3 things Microsoft has to prove at its Windows 10 event - aceperry
http://www.itworld.com/article/2872015/3-things-microsoft-has-to-prove-at-its-windows-10-event.html

======
orionblastar
Right now Windows 8.1 has some serious issues.

Got a USB 3.0 issue were unpluging certain devices forces a reset or shutdown.
It seems to happen with VIA and Intel USB 3.0 drivers.

Amazon.com sold more Chromebooks than Windows 8.1 devices during Christmas.

I think people are considering buying iPads instead of Microsoft Surface 3
tablets as well.

I've been using the Windows 10 system in a virtual machine for a while now. It
changes the way the Start menu works from the way it worked in Windows 7. It
runs Modern Apps in a Window instead of the Modern UI screen.

I run Windows 8.1 and the Classic Start Menu software that puts back in the
Classic Start Menu, so it looks like the one from Windows 7. So this FOSS
software can do what Microsoft refuses to do.

I don't really see Windows 10 doing these three things. I predict another flop
as corporations still cling to Windows XP even if Microsoft doesn't support it
anymore.
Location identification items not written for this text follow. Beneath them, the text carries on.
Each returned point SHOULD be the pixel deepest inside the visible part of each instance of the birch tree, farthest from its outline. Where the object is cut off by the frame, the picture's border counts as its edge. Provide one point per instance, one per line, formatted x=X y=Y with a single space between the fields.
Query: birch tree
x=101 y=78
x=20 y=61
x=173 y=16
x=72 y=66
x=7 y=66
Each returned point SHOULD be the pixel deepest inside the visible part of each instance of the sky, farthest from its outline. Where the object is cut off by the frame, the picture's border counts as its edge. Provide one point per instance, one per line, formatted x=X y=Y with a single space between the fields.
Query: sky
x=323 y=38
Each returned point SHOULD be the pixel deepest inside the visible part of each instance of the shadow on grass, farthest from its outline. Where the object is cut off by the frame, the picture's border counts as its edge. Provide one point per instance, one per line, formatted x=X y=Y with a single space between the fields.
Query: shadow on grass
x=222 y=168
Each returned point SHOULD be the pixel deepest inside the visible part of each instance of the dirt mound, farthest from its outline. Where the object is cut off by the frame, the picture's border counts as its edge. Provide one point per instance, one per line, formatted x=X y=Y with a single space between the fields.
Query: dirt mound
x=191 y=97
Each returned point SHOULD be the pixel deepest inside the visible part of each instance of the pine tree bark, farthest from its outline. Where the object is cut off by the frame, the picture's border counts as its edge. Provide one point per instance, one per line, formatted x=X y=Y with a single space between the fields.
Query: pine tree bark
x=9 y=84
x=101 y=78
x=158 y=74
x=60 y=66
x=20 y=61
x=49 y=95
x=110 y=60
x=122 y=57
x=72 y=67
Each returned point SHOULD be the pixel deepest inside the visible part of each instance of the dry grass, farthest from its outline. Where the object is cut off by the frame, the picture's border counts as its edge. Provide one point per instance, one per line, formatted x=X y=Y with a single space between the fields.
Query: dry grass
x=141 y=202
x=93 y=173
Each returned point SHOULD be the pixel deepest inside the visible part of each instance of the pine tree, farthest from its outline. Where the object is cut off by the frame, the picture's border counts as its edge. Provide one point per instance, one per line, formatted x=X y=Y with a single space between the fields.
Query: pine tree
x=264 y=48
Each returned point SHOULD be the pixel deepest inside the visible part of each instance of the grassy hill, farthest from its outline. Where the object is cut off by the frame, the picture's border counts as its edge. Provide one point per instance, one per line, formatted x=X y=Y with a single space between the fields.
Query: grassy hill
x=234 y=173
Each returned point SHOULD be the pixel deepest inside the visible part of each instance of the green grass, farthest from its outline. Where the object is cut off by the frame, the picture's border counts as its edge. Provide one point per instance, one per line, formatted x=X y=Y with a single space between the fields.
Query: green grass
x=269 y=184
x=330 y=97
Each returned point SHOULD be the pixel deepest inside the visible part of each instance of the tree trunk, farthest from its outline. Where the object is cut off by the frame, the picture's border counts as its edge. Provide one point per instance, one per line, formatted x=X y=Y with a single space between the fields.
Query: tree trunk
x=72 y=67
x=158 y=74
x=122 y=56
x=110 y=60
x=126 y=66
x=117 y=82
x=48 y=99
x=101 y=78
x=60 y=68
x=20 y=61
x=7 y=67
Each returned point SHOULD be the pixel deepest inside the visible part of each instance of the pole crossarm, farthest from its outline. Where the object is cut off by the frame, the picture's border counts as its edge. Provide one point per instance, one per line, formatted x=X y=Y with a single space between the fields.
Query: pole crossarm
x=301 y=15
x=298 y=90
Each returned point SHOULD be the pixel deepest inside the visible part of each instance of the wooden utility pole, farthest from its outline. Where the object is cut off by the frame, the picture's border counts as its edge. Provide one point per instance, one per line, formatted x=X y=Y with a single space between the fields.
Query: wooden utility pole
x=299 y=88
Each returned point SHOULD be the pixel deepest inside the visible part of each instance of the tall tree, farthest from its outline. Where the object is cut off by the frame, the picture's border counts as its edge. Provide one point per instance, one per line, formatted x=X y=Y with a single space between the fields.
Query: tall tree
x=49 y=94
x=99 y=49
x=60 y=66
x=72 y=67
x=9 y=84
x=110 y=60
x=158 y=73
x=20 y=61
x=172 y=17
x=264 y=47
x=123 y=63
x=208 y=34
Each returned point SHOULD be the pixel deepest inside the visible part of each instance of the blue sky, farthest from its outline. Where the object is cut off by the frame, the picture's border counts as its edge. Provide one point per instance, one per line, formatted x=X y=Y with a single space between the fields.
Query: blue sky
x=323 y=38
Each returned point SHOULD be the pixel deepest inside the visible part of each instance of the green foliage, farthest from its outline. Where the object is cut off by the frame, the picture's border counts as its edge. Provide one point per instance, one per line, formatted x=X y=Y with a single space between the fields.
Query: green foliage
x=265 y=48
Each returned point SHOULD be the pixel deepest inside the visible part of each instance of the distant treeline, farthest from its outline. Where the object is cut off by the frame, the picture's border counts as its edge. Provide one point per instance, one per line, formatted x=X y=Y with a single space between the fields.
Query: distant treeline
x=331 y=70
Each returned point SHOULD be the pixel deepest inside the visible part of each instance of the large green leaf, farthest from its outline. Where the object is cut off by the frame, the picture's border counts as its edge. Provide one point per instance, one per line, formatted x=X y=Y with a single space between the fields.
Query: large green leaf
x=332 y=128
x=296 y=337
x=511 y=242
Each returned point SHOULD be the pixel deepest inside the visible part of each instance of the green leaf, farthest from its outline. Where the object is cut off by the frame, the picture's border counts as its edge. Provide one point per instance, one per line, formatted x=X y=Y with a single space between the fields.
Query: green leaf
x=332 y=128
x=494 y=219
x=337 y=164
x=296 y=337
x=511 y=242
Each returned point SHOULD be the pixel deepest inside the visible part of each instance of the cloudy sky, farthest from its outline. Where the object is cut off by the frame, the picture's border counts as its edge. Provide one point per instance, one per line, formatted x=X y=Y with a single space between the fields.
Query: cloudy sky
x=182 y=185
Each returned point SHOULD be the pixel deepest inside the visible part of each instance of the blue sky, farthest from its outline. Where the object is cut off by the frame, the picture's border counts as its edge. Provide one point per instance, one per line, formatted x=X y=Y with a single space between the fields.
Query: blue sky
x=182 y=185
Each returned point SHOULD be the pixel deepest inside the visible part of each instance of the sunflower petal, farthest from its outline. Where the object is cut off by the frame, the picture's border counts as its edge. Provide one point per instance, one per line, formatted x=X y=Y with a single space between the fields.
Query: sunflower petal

I think corporations would rather stick to XP and under and face the
security issues of no more patches than buy the modern Windows that changes
the way things work and force employees to be retrained.

If I had money, I'd short Microsoft stock, this is going to hurt them a lot.

Still if the Windows 10 Pro upgrade is only $40 like the Windows 8 Pro upgrade
was, I'd buy it just to have it so when 10.1 comes out that fixes issues I can
upgrade.